METHOD AND APPARATUS FOR COMMISSIONING AN ELEVATOR INSTALLATION

Abstract

An elevator system includes a control unit, a bus, a plurality of bus-nodes connected via the bus with the control unit, and a plurality of safety-state detection devices connected with the control unit via the bus-nodes. A method of commissioning the elevator system includes the steps: A) verification by the control unit of the safety-state detection means that are connected to the bus; B) checking of the functional capability of the safety-state detection means that are connected; C) checking by the control unit of the safety functions of the elevator system based on a change in state of a safety-state detection means; and D) release of the elevator system for a normal operation only after positive execution by the control unit of the steps A) to C), wherein the release is accompanied by a change in state of the control unit from an unsecured state into a secured state.

Claims

1-15. (canceled)

16. A method for commissioning an elevator system having a control unit, a bus, a plurality of bus-nodes being connected via the bus with the control unit, and a plurality of safety-state detection devices each being connected with the control unit via one of the bus-nodes, wherein the method comprises the steps of: A) verification by the control unit of the safety-state detection devices that are connected to the bus; B) checking by the control unit of a functional capability of each of the safety-state detection devices that is connected to the bus; C) checking by the control unit of safety functions of the elevator system based upon a change of state of at least one of the safety-state detection devices by the control unit; and D) release of the elevator system for a normal operation only after positive execution by the control unit of the steps A) to C), wherein the release for the normal operation is accompanied by a change of state of the control unit from an unsecured state to a secured state.

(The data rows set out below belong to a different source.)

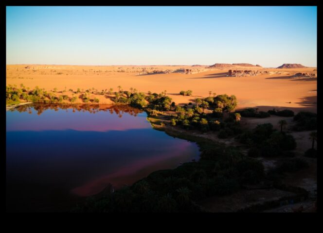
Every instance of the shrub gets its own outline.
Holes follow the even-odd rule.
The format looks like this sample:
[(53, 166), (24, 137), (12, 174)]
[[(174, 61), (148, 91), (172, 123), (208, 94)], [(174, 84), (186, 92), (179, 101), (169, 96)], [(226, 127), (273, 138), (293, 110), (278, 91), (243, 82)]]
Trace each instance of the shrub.
[(210, 122), (210, 127), (211, 130), (217, 131), (221, 129), (221, 123), (218, 120), (215, 120)]
[(219, 133), (217, 135), (217, 137), (219, 138), (227, 138), (230, 136), (233, 135), (233, 131), (229, 128), (225, 128), (224, 129), (221, 130), (219, 132)]
[(257, 158), (261, 155), (260, 150), (255, 147), (251, 148), (248, 151), (248, 156), (251, 158)]
[(179, 92), (180, 95), (182, 95), (183, 96), (191, 96), (193, 92), (191, 90), (188, 90), (186, 91), (180, 91)]
[(235, 166), (240, 179), (244, 183), (257, 183), (265, 176), (264, 165), (258, 160), (243, 159), (238, 161)]
[(177, 120), (174, 118), (170, 120), (170, 123), (173, 126), (176, 125), (176, 121)]
[(222, 117), (223, 116), (223, 113), (222, 108), (216, 108), (214, 110), (213, 110), (213, 116), (215, 117)]
[(317, 116), (315, 113), (309, 112), (300, 112), (293, 118), (296, 121), (293, 130), (296, 131), (314, 130), (317, 128)]
[(317, 158), (317, 152), (315, 149), (312, 149), (311, 148), (310, 149), (308, 149), (306, 151), (305, 151), (304, 156), (305, 157), (308, 157), (309, 158)]

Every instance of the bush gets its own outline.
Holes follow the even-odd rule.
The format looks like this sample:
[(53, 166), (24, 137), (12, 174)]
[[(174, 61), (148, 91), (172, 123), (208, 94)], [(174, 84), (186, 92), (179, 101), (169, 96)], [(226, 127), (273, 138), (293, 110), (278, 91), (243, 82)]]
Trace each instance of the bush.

17. The method according to claim 16 wherein the elevator system includes an emergency brake to brake an elevator car, the emergency brake being triggered by the control unit, and wherein the checking of the safety functions in the Step C) includes a triggering of the emergency brake in response to at least one of an inadmissible movement-state of the elevator car and an inadmissible state of a car door or of a hoistway door.

18. The method according to claim 17 wherein the triggering of the emergency brake is in response to at least one of an inadmissible velocity of the elevator car, an unintentional movement of the elevator car with open state of the hoistway door, an overrunning of a final-limit switch by the elevator car, an inadmissible acceleration of the elevator car, an inadmissible open state of the hoistway door, and an inadmissible open state of the car door.

19. The method according to claim 17 wherein at least one of the inadmissible movement-state of the elevator car and the inadmissible state of the car door or of the hoistway door is virtually generated by the control unit and at least one fault signal is transmitted from the control unit to one of the bus-nodes.

20. The method according to claim 17 wherein at least one of the inadmissible movement-state of the elevator car and the inadmissible state of the car door or of the hoistway door is generated by the control unit, wherein the elevator car, the car door or the hoistway door is brought by the control unit into an inadmissible movement state or an inadmissible state.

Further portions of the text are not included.